El encanto del bien, por Gonzalo Portocarrero
El encanto del bien, por Gonzalo Portocarrero
Gonzalo Portocarrero

El tema del mal despierta mucho más interés que el tema del bien. Es como si para la humanidad, la presencia del mal representara un problema más grave o urgente que la debilidad del bien. Sobre el mal tenemos reflexiones muy interesantes. La figura emblemática del mal, aquella que dispara nuestra inquietud más lejos y con más fuerza, es el torturador que, cumplida su infame tarea, llega a casa para cuidar amorosamente de sus hijos. No es un demonio, y el desafío es comprenderlo. 

La filósofa Hannah Arendt trató de trascender la perplejidad que esta figura desata en el sentido común. Para ello elaboró el concepto de “banalidad del mal”. Resulta que detrás del mal no hay abismos ni profundidades, tan solo una idiotez moral, una falta de pensamiento, un despreocuparse de todo lo que no sea aquella orden que justifica nuestro lugar en el mundo. 

Entonces, los seguidores de Hitler que se dedicaron a implementar la “solución final”, la destrucción del pueblo judío, eran solo funcionarios envanecidos por la presunción de creerse superiores, gente que confiaba ciegamente en su líder, pues a él habían delegado la solución de sus problemas morales. Si todo lo que decide Hitler está bien, y Hitler mismo había autorizado el exterminio de mujeres y niños, entonces la cosa estaba clara por más intrincada que pudiera parecer. Hitler sabe lo que hace y es la garantía última de que el exterminio se justifica aunque no se llegue a saber exactamente por qué. 

Otra línea de reflexión sobre el mal se inicia en la interrogación de la crueldad, del goce del perpetrador.

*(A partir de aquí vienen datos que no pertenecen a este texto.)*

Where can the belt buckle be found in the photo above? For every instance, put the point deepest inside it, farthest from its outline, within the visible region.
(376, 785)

Muchas pistas nos llevan a pensar que el gusto por hacer sufrir tiene como raíz vivenciar la propia superioridad, aquella que queda puesta en evidencia en la destrucción del otro. Aquí no hay razones ideológicas, ni una expectativa de justificación. Así como el niño pisa, feliz y despreocupadamente, nidos de hormigas, así mucha gente actúa sus impulsos destructivos cediendo a una expectativa placentera que no siente porque tiene que inhibir. El otro es alguien extraño, sacrificable a las demandas de excitación. 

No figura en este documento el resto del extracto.